La trampa de las estadísticas —ya saben: hay verdades, mentiras y estadísticas— nos pueden hacer ver realidades que no existen. Casi siempre son más importantes las percepciones cualitativas que las cuantitativas. No en vano, el origen de la política es algo muy imperfecto, volátil y, en parte, misterioso: seres humanos.

Atendiendo a la matemática, el PSOE ha obtenido una rotunda victoria en votos (un 45% más que el segundo) y en escaños (un 46% más); aunque está lejos de la mayoría absoluta, tiene varias opciones para lograr la investidura y llegar a acuerdos con otros partidos. La derecha, por su parte, ha quedado dramáticamente dividida en tres bajos porcentajes (16,7%, 15,9% y 10,3%), habiendo sufrido su partido de referencia la mayor debacle desde 1977.

Con estos números, la euforia, casi a modo de fiesta permanente, debería reinar en la izquierda en general y en Ferraz en particular. Por contra, la alegría contenida y la calma chicha que se han instalado tras el 28-A conforman un clima emocional que dice mucho más de la realidad política que las estadísticas.

Esa realidad que opera como freno emocional tiene tres orígenes: la convocatoria electoral del 26-M, las consecuencias cualitativas de sumar los votos de toda la izquierda y toda la derecha, y la todavía incierta batalla entre la nueva y la vieja política. Estos tres ejes de análisis obligan a reconocer que, a pesar de la contundencia de los resultados del 28-A, las espadas están en todo lo alto.

Como ya adelanté que ocurriría en el artículo de la semana pasada, todo ha quedado paralizado hasta el 26-M, que se ha convertido en una segunda vuelta. La razón es sencilla: nadie va a empezar a negociar pudiendo ganar poder negociador tras las elecciones autonómicas, municipales y europeas. Podemos criticar esta vertiente irritantemente táctica de la política, pero la lógica racional es aplastante.

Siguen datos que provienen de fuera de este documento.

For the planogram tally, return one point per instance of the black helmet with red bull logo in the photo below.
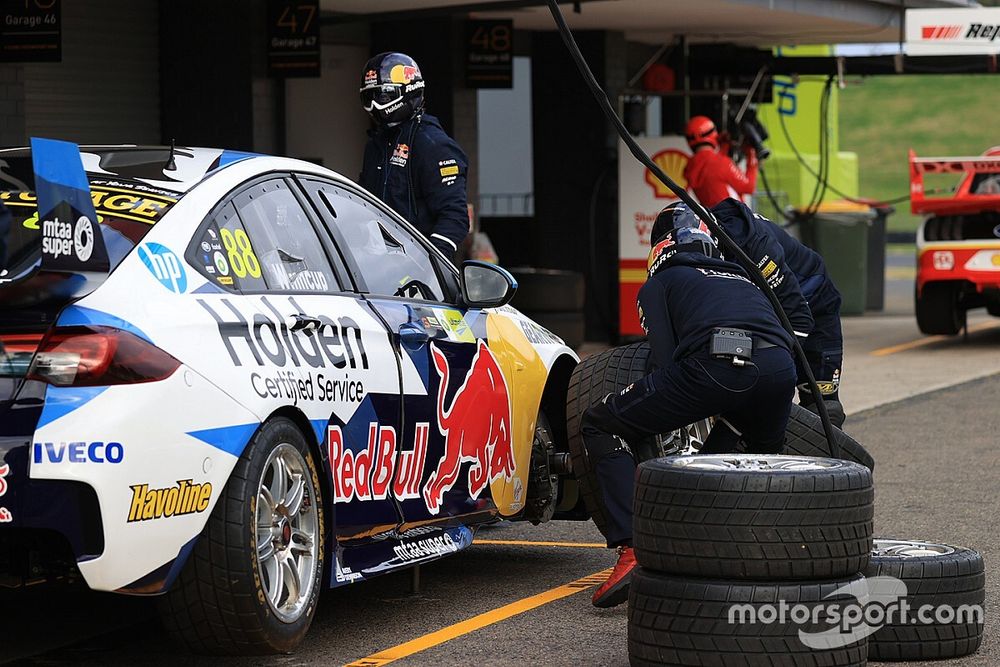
(392, 88)
(676, 215)
(681, 239)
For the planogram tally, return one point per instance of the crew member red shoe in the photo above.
(614, 591)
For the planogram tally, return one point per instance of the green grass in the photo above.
(882, 117)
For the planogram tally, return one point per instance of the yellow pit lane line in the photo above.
(481, 621)
(920, 342)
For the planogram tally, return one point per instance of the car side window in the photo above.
(280, 247)
(226, 253)
(391, 260)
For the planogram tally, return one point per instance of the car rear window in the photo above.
(127, 215)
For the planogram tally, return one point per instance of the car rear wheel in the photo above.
(938, 309)
(252, 583)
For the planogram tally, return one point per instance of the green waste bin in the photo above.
(839, 232)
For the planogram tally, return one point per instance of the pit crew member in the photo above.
(690, 296)
(410, 163)
(710, 173)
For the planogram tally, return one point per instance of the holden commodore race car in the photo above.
(232, 380)
(958, 244)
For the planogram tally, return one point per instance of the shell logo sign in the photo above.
(672, 162)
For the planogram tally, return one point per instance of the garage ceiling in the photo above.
(750, 22)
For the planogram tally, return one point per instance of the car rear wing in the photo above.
(60, 254)
(978, 191)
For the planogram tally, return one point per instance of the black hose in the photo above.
(729, 246)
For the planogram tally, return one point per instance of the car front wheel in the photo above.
(253, 580)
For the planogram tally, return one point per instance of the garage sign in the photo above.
(953, 32)
(32, 31)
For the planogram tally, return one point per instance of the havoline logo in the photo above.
(185, 498)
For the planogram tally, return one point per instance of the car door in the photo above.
(456, 385)
(319, 348)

El precio de la investidura aumentará mucho si el reparto del poder territorial es desfavorable al partido ganador en las generales; además, parece probable que para conformar gobiernos autonómicos, el PSOE dependa de Ciudadanos, el partido con el que no quiere pactar en Moncloa. Así las cosas, deberá elegir entre ceder a una negociación global con Rivera que incluya el Gobierno de España para no perder poder territorial, o asumir la pérdida de algunos territorios en favor del tripartito de derechas, de manera que se produciría una compleja división de poder: el PSOE en el Gobierno central, la derecha en Autonomías importantes y los nacionalistas en sus feudos estratégicos.

La segunda razón para la euforia contenida es que el 28-A ha arrojado una correlación de fuerzas entre la izquierda y la derecha que, en contra de las apariencias, es la sexta peor de la democracia para la izquierda. La mejor fue en 1982, cuando la suma de las izquierdas superó a la de las derechas en 3.396.398 votos y la peor en 2011 cuando se produjo una ventaja para las derechas de 3.100.821. De hecho, la suma de los votos de derechas el 28-A (11.169.796) es la tercera mejor desde 1977, mientras que en el caso de las izquierdas (11.472.359) es solo la sexta mejor. Dicho de otra manera, ha habido una derrota electoral de la derecha, pero no una derrota sociológica. El empate técnico en votos y el crónico empeoramiento de la correlación de fuerzas para la izquierda desde 1982 es un importante factor corrector de la alegría por la victoria.

Finalmente, la tercera razón es el equilibrio entre lo que se ha venido llamando «vieja política» y «nueva política». Los partidos nuevos suman 10.564.428 y los tradicionales 11.836.778. Teniendo en cuenta que hace solo ocho años no había partidos nuevos y los dos clásicos sumaban 19.556.117 votos, es fácil comprender hasta qué punto se encuentran las espadas en alto también en este eje que, además, obliga a recordar que —aunque momentáneamente menos que la derecha— la izquierda también está dividida.

El intangible clima de euforia contenida proviene, pues, de que bajo la apariencia de aplastante victoria, producto de la ley electoral, subyace una razón sociológica que habla del estancamiento de la izquierda respecto a su objetivo último: mayorías sociales amplias para imponer cambios estructurales de verdadero calado.